Group Task Assignments
Group 1: Drug-drug interaction analysis and acute management
- Systematically identify all clinically significant drug-drug interactions in the medication list
- Prioritise by severity: rank which interactions are responsible for the acute crisis
- Propose immediate management: which drugs to stop, withhold, or dose-reduce first
Competencies: PH10.6
Group 2: Renal dose adjustment and TDM interpretation
- Calculate Cockcroft-Gault CrCl at presentation (creatinine 2.8 mg/dL) and on recovery (creatinine 1.6 mg/dL)

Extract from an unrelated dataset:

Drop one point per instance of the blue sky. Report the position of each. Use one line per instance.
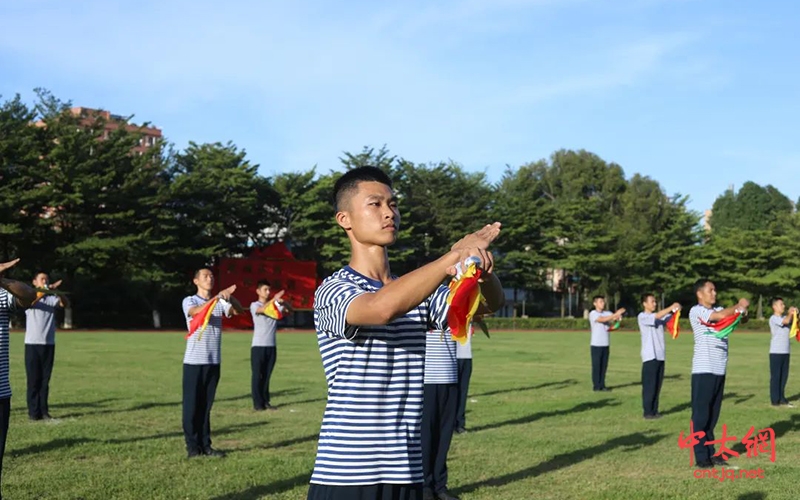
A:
(697, 94)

- For each drug on the list, determine the appropriate dose at each CrCl value using standard references
- Interpret the two digoxin levels (1h post-dose and 8h post-dose) and explain the difference
Competencies: PH10.9, PH10.10
Group 3: Alprazolam dependence management and rational prescribing of dependence-risk drugs
- Diagnose alprazolam dependence from the clinical history
- Design a safe tapering protocol for alprazolam discontinuation over 8-12 weeks
- Review all other dependence-risk drugs on the list (tramadol Schedule H1) and propose management
Competencies: PH10.16
Group 4: Patient and family counselling and adherence planning
- Write a structured counselling script for the daughter explaining the polypharmacy crisis without assigning blame
- Design an adherence plan for Mr Balakrishnan's simplified post-discharge regimen
- Identify which adherence barrier categories apply to Mr Balakrishnan and propose solutions
Competencies: PH10.14, PH10.15
Group 5: Systems-level polypharmacy prevention and medication reconciliation
- Design a patient-held shared medication record for Mr Balakrishnan to use across three prescribers
- Identify the systems-level failures that led to this crisis in the Indian multi-prescriber context
- Propose three practice-level interventions a district hospital could implement to reduce polypharmacy harm
Competencies: PH10.4, PH10.6
Learning Issues
Research these questions and bring your findings to the discussion.
- [PH10.4] What are all the mandatory elements of a legally valid prescription in India, and what are the special documentation requirements for Schedule H1 drugs like tramadol?
- [PH10.6] How do you systematically appraise a polypharmacy prescription for drug-drug interactions, contraindications, and dose appropriateness? Describe a structured framework.
- [PH10.9] How is the Cockcroft-Gault equation used to estimate creatinine clearance, and how does eGFR/CrCl guide dose adjustment for renally-cleared drugs? What are the limitations of Cockcroft-Gault in elderly, cachectic patients?
- [PH10.10] When should therapeutic drug monitoring be used for digoxin, and what are the correct sampling times, therapeutic ranges (for AF rate control vs heart failure), and how do renal impairment and electrolyte abnormalities affect digoxin toxicity risk?
- [PH10.15] What are the five WHO-recognised dimensions of non-adherence, and what evidence-based strategies are recommended for each dimension? How does polypharmacy itself contribute to non-adherence?
- [PH10.16] What is benzodiazepine physical dependence, how does it develop, what are the risks of abrupt discontinuation (including the risk of fatal seizures), and how should benzodiazepine tapering be conducted in a patient who has been on regular alprazolam for 8 months?